I have a friend who never locks his doors. I won't disclose anymore information but the fact that he doesn't think about doing a small thing like locking doors is almost a culture shock to me. Growing up in my usual neighborhoods, it's the first thing you do and the last thing you check to make sure that you locked the doors. I remember seeing a news segment where they left a car out on a bad side of town with the doors locked. For about two days, no one touched the car. But the next day, the door was unlocked and maybe a window rolled down half-way. Within a day or two that car was stripped naked like that one Demi Moore movie. That's like an unwritten rule in poverty-ridden neighborhoods. You lock everything and keep a close eye out on your belongings. You never leave behind anything on a table or open window sill unless you want to buy it back from Hustle Man (referencing to Tracy Morgan's character on Martin).
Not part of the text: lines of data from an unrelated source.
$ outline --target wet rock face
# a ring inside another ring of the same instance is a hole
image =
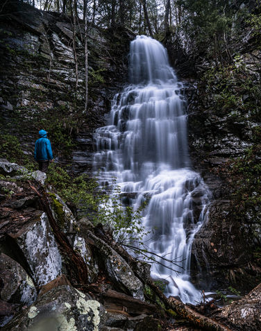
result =
[[[45,213],[26,232],[15,237],[39,286],[61,274],[62,257]]]
[[[261,52],[249,45],[248,49],[246,44],[240,49],[241,59],[246,65],[245,74],[255,81]],[[208,65],[201,67],[202,72],[208,69]],[[230,180],[229,171],[230,163],[256,144],[253,128],[260,126],[260,119],[249,112],[235,110],[235,106],[219,108],[214,101],[218,94],[213,93],[211,88],[204,90],[200,79],[190,79],[185,88],[192,162],[212,194],[208,221],[196,234],[193,244],[193,276],[205,280],[211,276],[210,287],[237,287],[245,293],[261,279],[260,260],[254,256],[261,244],[261,215],[258,205],[236,212],[238,203],[233,199],[238,187],[236,180]],[[246,99],[249,101],[249,96],[242,96],[242,103]],[[246,180],[247,176],[246,172]]]
[[[3,330],[99,331],[102,305],[70,285],[61,285],[40,295]]]
[[[36,299],[32,279],[24,269],[10,257],[0,254],[0,298],[6,302],[30,305]]]
[[[85,68],[81,37],[84,31],[77,28],[78,85],[76,92],[70,19],[55,12],[40,12],[18,1],[4,6],[2,15],[0,128],[17,136],[23,150],[32,155],[39,126],[46,125],[49,130],[48,126],[56,125],[53,119],[61,119],[62,131],[76,140],[73,171],[86,171],[92,167],[92,131],[104,125],[104,114],[110,110],[110,101],[128,79],[127,55],[130,41],[135,35],[120,27],[114,31],[101,31],[95,27],[90,30],[86,117],[83,114]],[[120,49],[117,46],[119,42],[122,45]],[[95,78],[96,71],[101,73],[99,74],[102,77],[100,80]],[[77,128],[75,122],[71,123],[76,117],[76,121],[80,119],[81,122]],[[12,128],[6,130],[9,125]],[[50,138],[55,156],[66,155],[60,142],[53,142],[51,135]],[[67,160],[60,161],[67,163]]]
[[[244,298],[220,309],[215,317],[242,331],[261,329],[261,285]]]

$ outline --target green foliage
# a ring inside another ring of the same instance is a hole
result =
[[[236,219],[241,220],[251,210],[258,220],[258,206],[261,205],[260,151],[261,144],[254,144],[244,156],[231,160],[219,169],[219,173],[226,178],[231,189],[230,212]]]
[[[0,155],[11,162],[24,165],[28,170],[34,167],[32,160],[24,154],[19,141],[14,135],[0,135]]]
[[[234,289],[234,287],[232,287],[232,286],[229,286],[228,287],[228,289],[229,291],[235,294],[235,296],[240,296],[241,293],[237,291],[237,289]]]
[[[229,114],[234,119],[246,114],[258,119],[260,116],[260,85],[245,68],[239,56],[233,65],[210,68],[201,80],[203,99],[218,114]]]
[[[51,163],[48,169],[47,183],[54,186],[59,196],[67,204],[81,207],[82,212],[89,214],[98,210],[99,200],[94,197],[98,184],[88,176],[71,177],[65,169]]]
[[[246,20],[246,22],[252,28],[253,35],[261,41],[261,4],[258,5],[258,1],[257,6],[255,8],[255,12],[250,15],[249,18]],[[261,46],[261,44],[259,46]]]
[[[53,164],[49,168],[47,183],[56,189],[67,204],[76,207],[81,216],[87,216],[94,225],[101,223],[109,226],[119,244],[140,243],[148,233],[141,221],[144,205],[137,210],[124,206],[118,187],[108,195],[99,188],[95,178],[85,174],[71,177],[64,169]],[[58,208],[55,199],[53,201]],[[59,210],[58,214],[60,214]]]
[[[99,213],[94,219],[94,223],[108,225],[113,237],[121,244],[133,241],[142,243],[146,232],[142,224],[142,212],[145,203],[137,210],[132,206],[124,206],[121,201],[121,190],[116,187],[110,195],[100,196],[99,205]]]
[[[50,193],[49,196],[52,199],[53,208],[56,214],[59,225],[60,225],[62,228],[63,228],[65,225],[65,211],[63,210],[62,205],[58,201],[56,196],[55,194]]]
[[[77,122],[70,118],[63,118],[61,121],[56,116],[45,117],[37,121],[36,125],[39,128],[44,128],[48,131],[52,147],[54,150],[61,150],[62,153],[69,155],[75,146],[73,142],[71,133],[76,129]]]
[[[154,284],[158,286],[162,292],[165,291],[167,285],[165,282],[162,282],[162,280],[155,280]]]

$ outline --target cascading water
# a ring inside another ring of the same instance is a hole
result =
[[[144,238],[148,251],[180,262],[176,266],[157,257],[151,275],[165,280],[166,294],[194,303],[201,294],[190,282],[191,246],[208,190],[190,169],[182,84],[165,49],[146,36],[130,44],[129,70],[131,85],[115,96],[109,125],[94,135],[94,167],[103,184],[116,178],[133,205],[149,199],[143,218],[146,228],[154,229]]]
Which brings me to my next point. While I'm here in the nice part of town, and going to a fairly safe and decent University, people leave their ish EVERYWHERE. As of the current moment, I'm sitting at the school restaurant and popular studying area. Students always leave their bags and belongings on an empty table to go to the bathroom outside of the restaurant and sickeningly away from sight. A few minutes ago, some chick left all her books and bags to do whatever in the table right in front of me. Looking at the other people around, no one would have given me a second look had I decided to grab all of her stuff, sell her books to the bookstore and maybe strike gold to find a laptop in her bag. It's just a habit over here to not be so cautious nor anal about your belongings. I do not leave my stuff on a table unless I have a perfectly clear view of it from wherever I need to go. I'll make that extra effort to carry the extra weight over my shoulder just so I don't have to take the risk. Seriously, if I was still going through that whole "stealing impulse" phase, I'd have a lot more stuff to sell on EBay.
But I'm not trying to make fun of the people who grew up here in the nice part of town. Why should they take the extra precaution and lock their doors? These areas are safe so it's not that big of a deal. I understand that and I find myself being a lot less cautious these days. My guard is lowered and yet I hope to never fully let it down when it comes to my shizzle. It's all a matter of habit. It's been my habit to watch over my stuff and safeguard it. I grew up around people with quick hands so it's just in me to keep my stuff with me. It's some sort of environmental factor that gives me this cautious and "watchful eye" thoughtfulness. Maybe it's a nature vs. nurture concept that although I always feel safe when I'm at home or with family, I don't trust any public establishment enough to leave my stuff behind.
I know I'm not the only one who finds this funny yet saddening at the same time. The fact that there are extreme differences between two separate towns in the same EFFIN' American state (if not the same American city) gives me the idea that there is still a lot of segregation and socioeconomic separation in this great country. The fact that I experienced what could be equivalent to "culture shock", not in terms of different ethnicities but in terms of different sides of the poverty line, in the same fussin' land of the free suggests to me that we're a long ways from equality. So this blog is not simply a matter of environment, it's almost a testament to the sad truth that there are still tragic class issues in this very modern and well-developed nation. I'm not being political at all, I'm being more than that. I'm being realistic and observant. I'm not trying to be pessimistic, I'm just trying to say "damn, there's still a lot of work left to be done".
So, damn, there's still a lot of work left to be done.